Arkansas’ Seedbed of Unique Rice Varieties
By DAVID RAMSEY
This sidebar is a supplement to The Craft of Sustainable Rice Farming
Chris Isbell’s work to seek out a new market for specialized sake rice is part of a small but growing trend. Some farmers, in the face of lower commodity prices in recent years, are now exploring possibilities for niche markets in specialized products, says Ron Rainey, an extension agricultural economist for the University of Arkansas System Division of Agriculture.
Federal and state researchers have responded with efforts to develop varieties that open new opportunities. In 2018, for example, a new variety of red rice called Scarlett was released by the U.S. Department of Agriculture’s Dale Bumpers Center in Stuttgart, Arkansas. “It’s a long-grain variety [with] high levels of anti-oxidant compounds,” says Anna McClung, the Center’s director. “It’s a beautiful looking product on the plate, or it can give color to rice mixes—but it also has a nutritional content that’s desirable.” A microbrewery in Little Rock even produced an English Ale made with Scarlett rice (“The O’Hara”), a “light and easy drinking” brew marketed for its antioxidant benefits.
Across the street from the Bumpers Center, the University of Arkansas Rice Research and Extension Center released Aroma 17, an aromatic Thai-style jasmine rice, last year. This variety has a fluffy texture, a popcorn scent when it cooks, and the ability to flourish in Arkansas, which isn’t well suited to many Thai jasmine varieties.
One farmer Rainey has worked with on marketing unique rice varieties is Tim Ralston of Atkins, Arkansas. Ralston’s ventures began when he and his wife and business partner, Robin, who liked to eat jasmine and basmati rice at home, became frustrated that most of their options at the grocery store were imported. So in 2016 they decided to start growing the varieties themselves.
One of the biggest challenges with niche markets for rice farmers like the Ralstons is that the infrastructure in Arkansas is arranged for commodity farming. Large-scale mills in the state move millions of bushels by the trainload, and they can’t stop production to clean a mill for a small batch of specialty rice.

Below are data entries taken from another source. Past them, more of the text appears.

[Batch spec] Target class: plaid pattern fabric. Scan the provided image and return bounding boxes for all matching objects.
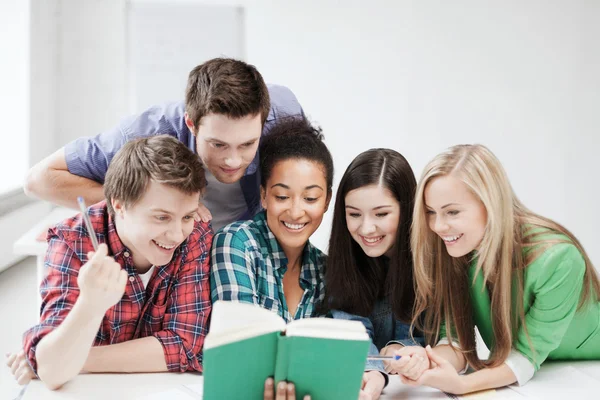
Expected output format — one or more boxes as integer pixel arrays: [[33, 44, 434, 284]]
[[210, 211, 326, 322], [23, 201, 213, 372]]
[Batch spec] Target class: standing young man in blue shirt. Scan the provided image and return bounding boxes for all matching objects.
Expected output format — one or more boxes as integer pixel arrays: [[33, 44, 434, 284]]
[[25, 58, 303, 230]]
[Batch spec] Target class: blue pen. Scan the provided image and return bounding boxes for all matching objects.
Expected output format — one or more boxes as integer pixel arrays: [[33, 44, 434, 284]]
[[77, 196, 98, 251], [367, 356, 402, 361]]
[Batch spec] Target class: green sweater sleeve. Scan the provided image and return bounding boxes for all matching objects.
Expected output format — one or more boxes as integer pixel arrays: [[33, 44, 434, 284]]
[[514, 243, 585, 371]]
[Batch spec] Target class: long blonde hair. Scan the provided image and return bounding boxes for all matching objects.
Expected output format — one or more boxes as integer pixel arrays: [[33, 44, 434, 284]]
[[411, 144, 600, 369]]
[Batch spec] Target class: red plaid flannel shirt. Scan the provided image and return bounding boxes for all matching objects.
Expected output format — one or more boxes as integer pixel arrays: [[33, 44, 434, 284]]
[[23, 201, 213, 373]]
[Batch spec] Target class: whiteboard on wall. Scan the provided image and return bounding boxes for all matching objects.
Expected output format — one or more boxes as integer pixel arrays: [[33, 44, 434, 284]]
[[127, 0, 245, 113]]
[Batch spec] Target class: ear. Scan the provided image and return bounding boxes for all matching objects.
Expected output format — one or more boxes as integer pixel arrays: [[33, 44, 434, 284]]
[[110, 199, 125, 218], [183, 112, 196, 136], [260, 186, 267, 210], [325, 193, 331, 212]]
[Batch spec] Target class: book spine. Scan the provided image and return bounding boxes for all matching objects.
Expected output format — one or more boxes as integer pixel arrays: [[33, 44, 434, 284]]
[[274, 335, 290, 385]]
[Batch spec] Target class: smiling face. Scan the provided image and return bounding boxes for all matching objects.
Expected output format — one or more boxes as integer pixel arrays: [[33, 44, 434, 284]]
[[344, 185, 400, 257], [261, 158, 330, 253], [185, 113, 262, 183], [112, 181, 200, 271], [424, 175, 487, 257]]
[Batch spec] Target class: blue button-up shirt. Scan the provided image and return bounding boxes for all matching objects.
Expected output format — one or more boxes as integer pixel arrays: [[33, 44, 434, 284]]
[[65, 85, 304, 219]]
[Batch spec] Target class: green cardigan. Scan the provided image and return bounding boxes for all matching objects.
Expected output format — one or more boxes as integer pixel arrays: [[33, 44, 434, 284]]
[[469, 239, 600, 371]]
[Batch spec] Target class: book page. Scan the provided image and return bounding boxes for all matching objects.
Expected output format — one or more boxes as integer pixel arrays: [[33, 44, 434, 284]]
[[285, 318, 369, 340], [204, 300, 285, 349]]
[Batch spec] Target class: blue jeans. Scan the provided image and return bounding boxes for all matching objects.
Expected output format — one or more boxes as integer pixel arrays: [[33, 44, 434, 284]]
[[331, 300, 425, 374]]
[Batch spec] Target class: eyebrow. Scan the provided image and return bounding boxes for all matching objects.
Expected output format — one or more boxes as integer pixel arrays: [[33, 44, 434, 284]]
[[425, 203, 460, 210], [204, 137, 260, 146], [150, 208, 198, 215], [271, 183, 323, 190], [346, 204, 392, 210], [442, 203, 458, 210]]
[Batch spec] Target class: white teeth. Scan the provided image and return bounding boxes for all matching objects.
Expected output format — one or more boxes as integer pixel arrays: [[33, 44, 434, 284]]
[[283, 222, 306, 230], [442, 235, 462, 242], [153, 240, 176, 250]]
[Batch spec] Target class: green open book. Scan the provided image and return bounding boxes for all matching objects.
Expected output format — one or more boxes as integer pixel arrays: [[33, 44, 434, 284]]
[[203, 301, 370, 400]]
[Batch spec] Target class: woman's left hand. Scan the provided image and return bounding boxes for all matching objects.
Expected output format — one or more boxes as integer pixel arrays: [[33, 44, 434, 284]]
[[400, 346, 467, 394]]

So when the Ralstons began growing new varieties, they decided to build their own on-farm rice mill, and make it part of a completely integrated operation. They started construction on a mill in 2016, and began production two years later in 2018. Now Ralston Family Farms can go straight from field to market: milling, packaging, and shipping rice directly from their farm.
The Ralstons currently offer thirteen different products, including basmati, jasmine, red, purple, and golden rice, as well as rice grits and traditional white and brown rice. One of their signature products, Nature’s Blend, first came about by accident when multiple varieties cross-pollinated out in the field (rice is self-pollinating, but it can cross-pollinate in rare instances). Nature’s Blend is now harvested as a naturally occurring blend of aromatic purple, red, and brown rice. “We didn’t really know what to do with it,” Ralston says, initially worrying that he would have to just dump it until a chef who partners with them gave it a try and told them they had serendipitously found a wonderful and unique product.
Ralston Family Farms is now the exclusive jasmine rice provider to the high-end meal delivery service, Blue Apron. Ralston also supplies numerous top restaurants and sells packages of rice both online and in more than 2,000 retail stores, including Publix, Kroger, The Fresh Market, and Walmart. Customers have commented that even their traditional long-grain rice has a particularly appealing flavor and texture. Unlike the standard rice in the grocery store that might have a dozen varieties mixed together, the Ralstons grow just one, rice’s equivalent of a single-source coffee.
“It’s fresh and it’s not co-mingled,” Ralston says. “It’s not milled very long before it ends up on the shelf. They’re not just buying the variety of rice. They’re buying the capabilities that we have to trace it back to the field that it came out of.”